Includes kinetochore microtubules (attach to chromosomes), interpolar microtubules (stabilize the spindle), and astral microtubules (anchor to the cell cortex).

Interpolar Microtubules

Extend from opposite spindle poles and overlap at the cell center, helping push poles apart and stabilize the spindle.

Interphase

The cell grows, duplicates DNA, and prepares for mitosis; includes G1, S, and G2 phases.

Chromosome Condensation

Begins in late interphase; essential for ensuring chromosomes can be accurately moved during mitosis.

Prophase

Chromosomes become visible, centrosomes move to opposite poles, and the mitotic spindle begins to form.

Prometaphase

The nuclear envelope breaks down, allowing spindle fibers to attach to kinetochores on chromosomes.

Nuclear Envelope Breakdown

Triggered by phosphorylation of nuclear pore proteins and lamins during prometaphase.

Metaphase

Chromosomes align at the metaphase plate, positioned between the two spindle poles.

Metaphase Plate

An imaginary central plane where chromosomes line up before being separated into daughter cells.

Anaphase

Sister chromatids separate and move to opposite poles; driven by spindle shortening and motor proteins.

Spindle Assembly Checkpoint

Ensures each chromosome is properly attached to spindle fibers before anaphase begins; prevents chromosome missegregation.

Kinetochore Signal

If a kinetochore isn't properly attached, it sends a "stop" signal to delay progression into anaphase.

Anaphase A and B

A: Chromatids move toward spindle poles. B: Spindle poles push apart to stretch the cell.

Telophase

Chromosomes decondense and nuclear envelopes reform; marks the end of nuclear division.

Nuclear Reassembly

Involves dephosphorylation of nuclear proteins and begins in late anaphase, restoring the nucleus.

Cytokinesis

Cytoplasmic division that follows mitosis; results in two separate daughter cells.

Cleavage Furrow

A contractile ring that pinches the plasma membrane to physically divide the cell during cytokinesis.

Contractile Cortex

A layer of actin and myosin beneath the cell membrane that drives the formation of the cleavage furrow.

Plant Cell Division

Lacks centrioles; uses vesicles to form a cell plate that becomes the new cell wall.
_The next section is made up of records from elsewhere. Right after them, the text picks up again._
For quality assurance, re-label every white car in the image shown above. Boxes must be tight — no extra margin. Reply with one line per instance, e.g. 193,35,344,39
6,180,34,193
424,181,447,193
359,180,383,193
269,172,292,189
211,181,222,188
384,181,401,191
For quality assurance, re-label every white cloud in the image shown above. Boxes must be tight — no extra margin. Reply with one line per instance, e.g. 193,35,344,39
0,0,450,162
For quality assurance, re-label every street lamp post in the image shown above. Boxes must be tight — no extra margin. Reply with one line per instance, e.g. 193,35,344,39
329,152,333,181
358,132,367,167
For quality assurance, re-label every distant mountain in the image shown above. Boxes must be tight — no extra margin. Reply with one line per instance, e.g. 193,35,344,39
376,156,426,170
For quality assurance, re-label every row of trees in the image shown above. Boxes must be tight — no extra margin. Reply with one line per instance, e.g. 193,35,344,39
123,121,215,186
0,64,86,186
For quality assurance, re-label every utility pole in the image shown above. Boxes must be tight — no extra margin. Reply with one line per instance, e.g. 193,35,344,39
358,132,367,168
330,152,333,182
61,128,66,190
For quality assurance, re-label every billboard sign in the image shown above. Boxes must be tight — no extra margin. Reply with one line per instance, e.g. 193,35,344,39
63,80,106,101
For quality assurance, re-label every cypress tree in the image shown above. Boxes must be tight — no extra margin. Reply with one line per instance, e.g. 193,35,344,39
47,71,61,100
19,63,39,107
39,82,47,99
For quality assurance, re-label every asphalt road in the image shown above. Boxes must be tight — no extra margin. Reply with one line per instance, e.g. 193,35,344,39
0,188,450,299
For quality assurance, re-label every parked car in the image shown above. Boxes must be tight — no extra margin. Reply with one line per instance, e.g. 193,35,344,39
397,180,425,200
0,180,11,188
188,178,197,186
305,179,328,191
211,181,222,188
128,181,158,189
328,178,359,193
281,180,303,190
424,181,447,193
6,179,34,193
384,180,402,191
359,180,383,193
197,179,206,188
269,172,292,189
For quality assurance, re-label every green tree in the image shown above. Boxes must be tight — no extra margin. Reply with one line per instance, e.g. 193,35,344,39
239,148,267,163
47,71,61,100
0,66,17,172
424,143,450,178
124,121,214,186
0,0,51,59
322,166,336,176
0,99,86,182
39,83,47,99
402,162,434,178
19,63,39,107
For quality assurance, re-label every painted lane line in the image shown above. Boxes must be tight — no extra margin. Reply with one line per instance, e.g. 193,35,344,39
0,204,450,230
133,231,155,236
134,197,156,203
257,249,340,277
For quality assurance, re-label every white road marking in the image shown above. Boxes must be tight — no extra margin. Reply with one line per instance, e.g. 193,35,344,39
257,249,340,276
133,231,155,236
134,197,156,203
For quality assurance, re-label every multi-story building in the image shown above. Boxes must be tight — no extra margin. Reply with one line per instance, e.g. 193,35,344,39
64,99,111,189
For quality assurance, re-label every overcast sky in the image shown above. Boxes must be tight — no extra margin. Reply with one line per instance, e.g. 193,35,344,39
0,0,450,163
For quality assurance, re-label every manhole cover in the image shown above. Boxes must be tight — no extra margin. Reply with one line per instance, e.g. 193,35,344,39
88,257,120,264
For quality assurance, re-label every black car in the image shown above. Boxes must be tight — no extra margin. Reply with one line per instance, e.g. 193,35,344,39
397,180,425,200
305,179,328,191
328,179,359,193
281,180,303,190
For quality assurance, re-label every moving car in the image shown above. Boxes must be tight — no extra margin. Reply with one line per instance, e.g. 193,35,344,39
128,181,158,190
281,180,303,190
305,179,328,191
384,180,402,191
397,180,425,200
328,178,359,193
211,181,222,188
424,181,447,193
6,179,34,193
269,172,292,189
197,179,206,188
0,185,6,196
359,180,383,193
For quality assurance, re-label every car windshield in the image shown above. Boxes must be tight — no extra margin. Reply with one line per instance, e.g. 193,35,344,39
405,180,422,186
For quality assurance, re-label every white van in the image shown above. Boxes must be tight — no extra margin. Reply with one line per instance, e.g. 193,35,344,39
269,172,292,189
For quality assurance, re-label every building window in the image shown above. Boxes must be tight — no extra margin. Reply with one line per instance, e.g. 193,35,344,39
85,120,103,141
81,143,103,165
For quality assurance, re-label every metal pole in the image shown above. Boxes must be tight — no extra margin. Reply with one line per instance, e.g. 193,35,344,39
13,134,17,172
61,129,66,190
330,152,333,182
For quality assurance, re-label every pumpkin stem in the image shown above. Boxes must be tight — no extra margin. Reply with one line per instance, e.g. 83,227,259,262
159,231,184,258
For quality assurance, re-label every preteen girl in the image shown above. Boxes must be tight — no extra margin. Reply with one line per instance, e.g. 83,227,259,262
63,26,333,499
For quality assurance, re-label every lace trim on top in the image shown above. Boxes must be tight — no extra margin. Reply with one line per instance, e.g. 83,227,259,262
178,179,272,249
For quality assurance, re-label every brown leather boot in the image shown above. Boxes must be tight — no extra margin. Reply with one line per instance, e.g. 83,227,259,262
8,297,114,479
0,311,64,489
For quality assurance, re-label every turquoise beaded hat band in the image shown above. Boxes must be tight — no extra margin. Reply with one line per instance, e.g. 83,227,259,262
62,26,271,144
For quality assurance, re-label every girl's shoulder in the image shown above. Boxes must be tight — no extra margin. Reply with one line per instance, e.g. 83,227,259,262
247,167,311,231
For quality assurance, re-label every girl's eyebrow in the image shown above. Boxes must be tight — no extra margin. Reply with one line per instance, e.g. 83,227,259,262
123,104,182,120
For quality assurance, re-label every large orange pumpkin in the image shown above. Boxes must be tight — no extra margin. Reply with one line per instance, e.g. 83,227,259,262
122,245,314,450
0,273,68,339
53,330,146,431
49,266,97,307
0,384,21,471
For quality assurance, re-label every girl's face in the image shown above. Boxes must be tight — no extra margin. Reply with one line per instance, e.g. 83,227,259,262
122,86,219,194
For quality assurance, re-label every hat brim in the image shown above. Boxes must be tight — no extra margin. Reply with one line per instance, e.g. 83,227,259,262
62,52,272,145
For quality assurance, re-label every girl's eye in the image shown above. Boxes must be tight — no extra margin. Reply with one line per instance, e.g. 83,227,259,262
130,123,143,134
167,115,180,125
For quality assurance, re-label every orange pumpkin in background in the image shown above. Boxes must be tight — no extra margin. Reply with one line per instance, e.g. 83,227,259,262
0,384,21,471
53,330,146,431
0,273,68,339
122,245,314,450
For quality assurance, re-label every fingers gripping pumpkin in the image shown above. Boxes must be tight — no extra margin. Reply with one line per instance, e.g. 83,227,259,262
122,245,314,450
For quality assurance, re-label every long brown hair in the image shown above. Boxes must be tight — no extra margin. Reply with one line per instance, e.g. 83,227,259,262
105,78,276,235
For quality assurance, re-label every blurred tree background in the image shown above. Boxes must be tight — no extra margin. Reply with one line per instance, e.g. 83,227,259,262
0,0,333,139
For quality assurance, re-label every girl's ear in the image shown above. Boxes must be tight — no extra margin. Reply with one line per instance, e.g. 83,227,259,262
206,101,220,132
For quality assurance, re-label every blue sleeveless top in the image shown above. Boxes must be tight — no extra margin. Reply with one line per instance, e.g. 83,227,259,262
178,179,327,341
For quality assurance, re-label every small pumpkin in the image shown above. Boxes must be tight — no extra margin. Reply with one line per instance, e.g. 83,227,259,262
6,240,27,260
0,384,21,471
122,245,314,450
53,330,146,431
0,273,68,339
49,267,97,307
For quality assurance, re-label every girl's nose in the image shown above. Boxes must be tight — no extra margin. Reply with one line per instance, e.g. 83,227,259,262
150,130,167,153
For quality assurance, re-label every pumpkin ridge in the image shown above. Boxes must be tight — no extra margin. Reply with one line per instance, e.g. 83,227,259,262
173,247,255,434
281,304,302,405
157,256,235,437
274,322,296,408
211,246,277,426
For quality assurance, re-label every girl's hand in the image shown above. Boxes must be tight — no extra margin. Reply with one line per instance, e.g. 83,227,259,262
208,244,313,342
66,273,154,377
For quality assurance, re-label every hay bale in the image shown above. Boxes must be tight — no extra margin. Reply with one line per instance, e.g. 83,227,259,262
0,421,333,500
Vesicle-Mediated Cell Plate

Vesicles deliver polysaccharides and glycoproteins to the center of the plant cell; cellulose is added to complete the new wall.

Mitogens

Signaling proteins that stimulate cells to divide, often by activating pathways that drive progression through the G1/S checkpoint.

Growth Factors

Extracellular signals that increase cell size and biosynthesis by promoting protein and lipid production.

Survival Factors

Prevent programmed cell death (apoptosis), allowing cells to persist under favorable conditions.

Apoptosis vs. Necrosis

Apoptosis is a controlled cell death process; necrosis is uncontrolled and often results from injury.

Apoptosis in Development

Helps sculpt tissues (e.g., removing webbing in fingers); also removes damaged or unnecessary cells.

Caspases

Proteases activated in apoptosis; cleave cellular components in an orderly way to dismantle the cell.

Bcl2 Family Proteins

Regulate apoptosis by controlling mitochondrial membrane permeability; some promote death (Bax, Bak), others prevent it (Bcl2).

Fas (Death Receptor)

A membrane receptor that initiates extrinsic apoptosis when bound by Fas ligand, leading to caspase activation.